OpeOluwani Akintayo 20 July 2017, Sweetcrude, Lagos – The Minister of Power, Works and Housing, Babatunde Fashola, says the government cannot reverse the power sector privatisation it conducted about four years ago which saw it selling assets of the defunct Power Holding Company of Nigeria, PHCN, to private entities.
Because of the current transition challenges, some Nigerians have continuously called for the cancellation of the exercise.
But, Fashola said at a recent lecture that he does not “favour such course of action because it has consequences”.
According to him, cancelation of privatisation means the government will be breaching its own contract in the same way privatisation of refineries was cancelled in 2007.
This, he said, will send a negative investment signal.
He also said cancellation of the privatisation exercise will mean that the government woud have to refund in dollars, all the monies paid by the Discos and Gencos, which bought over the PHCN assets.
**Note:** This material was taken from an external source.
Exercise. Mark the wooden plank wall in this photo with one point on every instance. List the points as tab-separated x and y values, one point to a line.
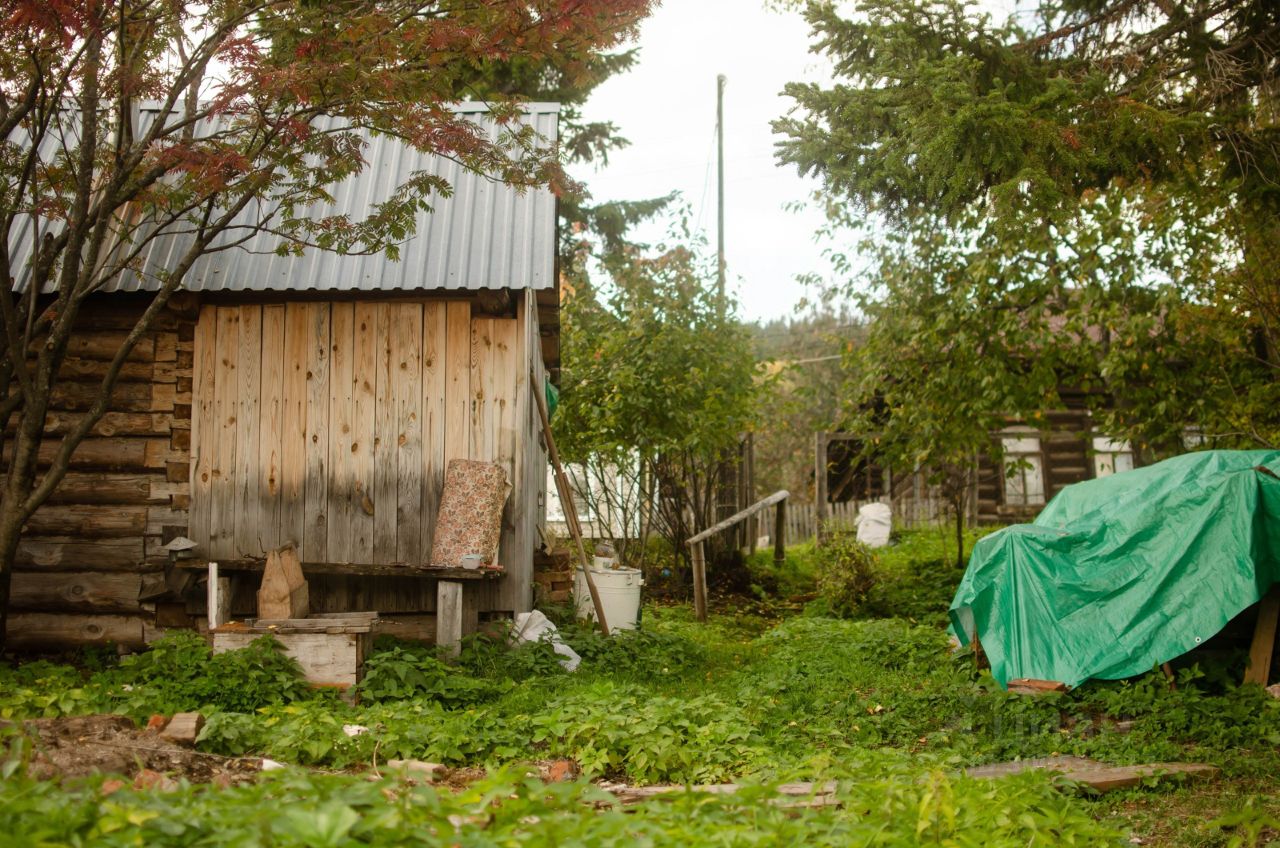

Fashola stated that most of funds realised by government from the sale have been spent on the 50,000 workers of PHCN who had to be paid off.
He said government would also have to re-employ these or other workers to operate the assets and also increase salary and pension costs, “when our recurrent cost is above 70% of budget today”.
Instead of doing these, he said government believes that the lapses in the privatisation could be “re-engineered, retrofitted or reformed to deliver, hence the introduction of PSRP by the ministry.
He said PSRP is geared towards making privatisation of power work better than it had.
“Admittedly, privatisation has not yet delivered the kind of results we were all made to expect, for some of the reasons I have stated – political interference, liquidity, metering, debts, governance, technical capacity of operators and the political dishonesty with which Nigerians expectation were raised to the sky”, he stated.
However, the minister stated that after studying the privatisation in Brazil, Mexico, India, South-Africa and China, which went through the current challenges in the Nigerian power sector, he is of the view that reliable electricity will happen in Nigeria.
“It is not an event, it is a journey marked by positive trends that have occurred and will occur as the right solutions are deployed to challenges”, Fashola added.